Paramount is the parent company of CBS, and so it is likely that the news division at CBS is about to get even smaller.
Of course the news division at NBC is shrinking as well...
NBC News has laid off several dozen staffers, the latest of dozens of companies to start off the new year with bad news for its employees, USA TODAY confirmed Friday.
A source familiar with the plans said that employees were given a 60-day notice and will get severance packages and outplacement.
Sports journalism has also fallen on hard times.
At this point, it appears that the future of Sports Illustrated is very much in doubt and many of the magazine's employees will now be searching for new employment...
The future of iconic magazine Sports Illustrated looked dire Friday after the publisher announced mass layoffs.
The Arena Group -- which had been roiled by reports that the fabled magazine published AI-generated content -- admitted to failing to make a $3.75 million quarterly licensing payment to Authentic Brands Group due this week.
As a result, the publicly-traded Arena announced Thursday it would make a "significant reduction" in its workforce of more than 100 journalists.
All of the stories that I just shared with you have happened within the last seven days.
It is crazy how rapidly things are moving now.
Of course many other industries are shedding workers too.

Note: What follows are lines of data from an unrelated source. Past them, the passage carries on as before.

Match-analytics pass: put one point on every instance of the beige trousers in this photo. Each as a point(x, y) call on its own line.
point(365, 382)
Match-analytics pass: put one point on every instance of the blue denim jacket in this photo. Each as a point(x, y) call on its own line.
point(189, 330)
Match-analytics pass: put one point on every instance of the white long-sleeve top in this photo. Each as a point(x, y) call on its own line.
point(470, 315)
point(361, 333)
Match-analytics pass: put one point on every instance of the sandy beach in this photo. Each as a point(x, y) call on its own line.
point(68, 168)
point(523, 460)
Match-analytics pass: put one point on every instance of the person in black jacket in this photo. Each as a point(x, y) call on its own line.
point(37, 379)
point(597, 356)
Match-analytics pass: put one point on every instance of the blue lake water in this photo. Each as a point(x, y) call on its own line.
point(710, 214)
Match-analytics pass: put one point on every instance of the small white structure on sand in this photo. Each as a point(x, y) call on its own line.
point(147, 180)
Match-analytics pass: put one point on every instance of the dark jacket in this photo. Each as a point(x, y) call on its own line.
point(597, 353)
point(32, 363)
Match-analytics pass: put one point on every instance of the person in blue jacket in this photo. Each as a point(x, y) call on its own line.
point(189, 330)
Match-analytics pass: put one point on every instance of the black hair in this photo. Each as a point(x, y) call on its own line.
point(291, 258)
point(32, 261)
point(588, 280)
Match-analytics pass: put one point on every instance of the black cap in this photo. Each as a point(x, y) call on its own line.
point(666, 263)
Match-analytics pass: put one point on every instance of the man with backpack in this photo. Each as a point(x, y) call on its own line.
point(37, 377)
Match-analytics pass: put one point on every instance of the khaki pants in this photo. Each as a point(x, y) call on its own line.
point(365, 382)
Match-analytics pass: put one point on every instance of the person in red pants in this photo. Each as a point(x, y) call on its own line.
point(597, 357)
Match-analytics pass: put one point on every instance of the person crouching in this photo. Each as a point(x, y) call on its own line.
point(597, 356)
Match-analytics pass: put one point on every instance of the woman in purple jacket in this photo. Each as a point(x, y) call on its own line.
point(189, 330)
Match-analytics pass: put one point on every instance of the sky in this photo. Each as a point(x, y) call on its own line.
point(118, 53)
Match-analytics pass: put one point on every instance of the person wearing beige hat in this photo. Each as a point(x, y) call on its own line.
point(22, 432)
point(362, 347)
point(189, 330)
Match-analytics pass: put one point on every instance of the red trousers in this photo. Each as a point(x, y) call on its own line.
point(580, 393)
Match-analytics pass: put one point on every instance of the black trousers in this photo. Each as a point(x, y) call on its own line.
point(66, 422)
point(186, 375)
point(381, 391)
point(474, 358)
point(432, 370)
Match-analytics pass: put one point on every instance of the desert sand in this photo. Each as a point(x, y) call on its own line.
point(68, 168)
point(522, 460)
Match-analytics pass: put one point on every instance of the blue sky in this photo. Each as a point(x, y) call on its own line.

Earlier today, we learned that SolarEdge will be laying off approximately 16 percent of its workforce...
SolarEdge, a company that makes inverters for solar panels, will shed about 16% of its workers.
The company said Sunday roughly 900 people will lose their jobs in a restructuring plan "designed to reduce operating expenses and align its cost structure to current market dynamics." It called industry conditions "challenging" in a filing with the Securities and Exchange Commission (SEC).
And Vroom Automotive will be laying off "most of its employees" as it permanently shuts down its used vehicle operations...
In an SEC filing and an announcement on its website Monday evening, Vroom Automotive said that it shut down as used vehicle dealer after Ally suspended its credit line. Vroom will no longer retail any of its vehicles. It will sell its inventory on the wholesale market. It will lay off most of its employees. It will only keep its subprime auto-lending platform United Auto Credit (UACC), and its used-vehicle listing platform CarStory, both of whose clients are other used-vehicle dealers.
It appears that the U.S. economy has reached a critical tipping point. The economic outlook for 2024 is not good at all, and employers are racing to cut payrolls in anticipation of what is coming.
If you currently have a good job that you value, hold on to it as tightly as you can.
Because a lot more layoffs are on the way, and you don't want to be without a chair when the music stops playing.